E, não deu mesmo: depois de uma sexta e sábado de pequenas andanças o ponteiro baixou fortemente. O vai-e-vem litorâneo não ajudou ao consumo, que mergulhou a ponto de me mostrar, no momento da volta a à capital, uma autonomia de 90 km, e faltavam 250 km para casa. Minha esperança? Que com o ritmo de rodovia (e apesar da subida da serra) a autonomia fosse sendo reconquistada. Doce ilusão!

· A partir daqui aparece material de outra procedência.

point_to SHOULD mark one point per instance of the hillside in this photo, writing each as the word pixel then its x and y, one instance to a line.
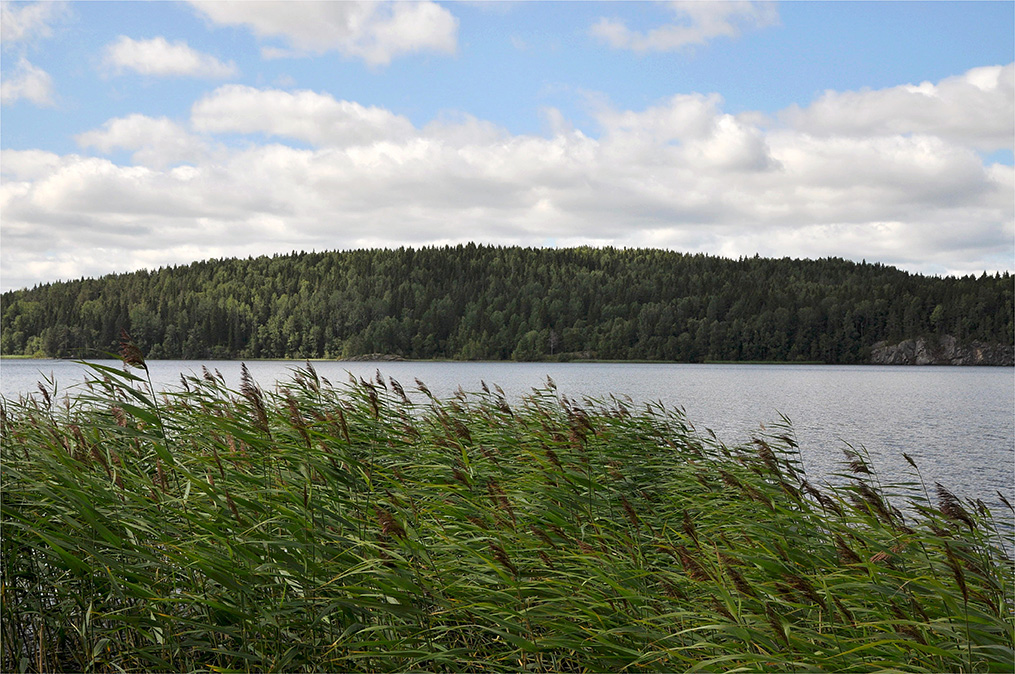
pixel 492 302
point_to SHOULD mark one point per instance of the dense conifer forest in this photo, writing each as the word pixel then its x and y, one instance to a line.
pixel 493 302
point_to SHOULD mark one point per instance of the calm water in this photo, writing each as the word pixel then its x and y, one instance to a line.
pixel 958 423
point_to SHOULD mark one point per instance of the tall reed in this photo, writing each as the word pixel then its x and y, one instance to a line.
pixel 358 528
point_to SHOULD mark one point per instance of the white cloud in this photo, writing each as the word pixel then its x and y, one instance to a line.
pixel 976 108
pixel 24 22
pixel 681 174
pixel 696 22
pixel 160 58
pixel 155 142
pixel 315 118
pixel 26 82
pixel 374 31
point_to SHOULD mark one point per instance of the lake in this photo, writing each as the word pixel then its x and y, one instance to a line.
pixel 957 423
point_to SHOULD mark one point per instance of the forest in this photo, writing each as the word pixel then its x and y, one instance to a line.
pixel 490 302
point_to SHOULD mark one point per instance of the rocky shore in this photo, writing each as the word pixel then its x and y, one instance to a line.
pixel 946 350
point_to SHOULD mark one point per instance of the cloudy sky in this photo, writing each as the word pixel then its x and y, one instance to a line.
pixel 150 134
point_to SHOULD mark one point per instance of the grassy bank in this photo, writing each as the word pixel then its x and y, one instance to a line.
pixel 343 528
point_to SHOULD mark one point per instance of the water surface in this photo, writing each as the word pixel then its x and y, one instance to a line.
pixel 958 423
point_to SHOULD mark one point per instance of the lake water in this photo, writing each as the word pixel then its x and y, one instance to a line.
pixel 958 423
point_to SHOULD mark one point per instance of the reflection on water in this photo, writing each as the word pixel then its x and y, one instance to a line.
pixel 958 423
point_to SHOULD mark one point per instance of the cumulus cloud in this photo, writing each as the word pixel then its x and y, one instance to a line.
pixel 374 31
pixel 695 22
pixel 160 58
pixel 24 22
pixel 315 118
pixel 976 108
pixel 26 82
pixel 683 174
pixel 154 142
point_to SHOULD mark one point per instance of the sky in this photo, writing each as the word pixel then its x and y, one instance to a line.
pixel 147 134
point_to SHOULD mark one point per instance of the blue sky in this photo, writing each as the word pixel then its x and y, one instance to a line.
pixel 145 134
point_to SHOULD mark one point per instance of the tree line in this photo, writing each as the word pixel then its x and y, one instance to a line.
pixel 506 302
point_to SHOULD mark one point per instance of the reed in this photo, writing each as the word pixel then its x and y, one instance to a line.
pixel 346 528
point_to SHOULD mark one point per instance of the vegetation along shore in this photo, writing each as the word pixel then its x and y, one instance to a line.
pixel 321 527
pixel 484 302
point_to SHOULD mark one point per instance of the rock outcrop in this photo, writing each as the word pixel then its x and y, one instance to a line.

Os litros no tanque talvez fossem suficientes caso não me deparasse com uma subida de serra congestionada, daquelas de feriadão.
Para chegar a São Paulo normalmente levo 1h~1h15. Desta vez levei 2h30 sendo que em algumas vezes, nos trechos mais íngremes, parei. Zero por hora na rodovia. Solução? Paciência e aumentar o volume do (bom) sistema de som, esquecer o trânsito, o zunido da direção e a lerdeza do Captur no 0-15 km/h, agravado pelo forte gradiente da rodovia no trecho de serra, 7,25% — isso média, há pontos em que ela é mais acentuada.
Faltando 120 km para o destino, abasteci. A luz amarela avisando nível baixo de combustível acendera fazia tempo, o ponteiro estava morto e o indicador de autonomia do computador de bordo me abandonara uma dezena de quilômetros antes, e mostrava dois preocupantes tracinhos. Ao abastecer, conferi que luz, ponteiro e computador de bordo mentem. Entraram 39,6 litros em um tanque de capacidade declarada de 50 litros. Mesmo assim não daria para chegar, pois a média deste trecho ficou em 9,1 km/l.. De qualquer maneira, o consumo médio da ida e da volta ficou em 9,2 km/h, melhor do que oficial informado.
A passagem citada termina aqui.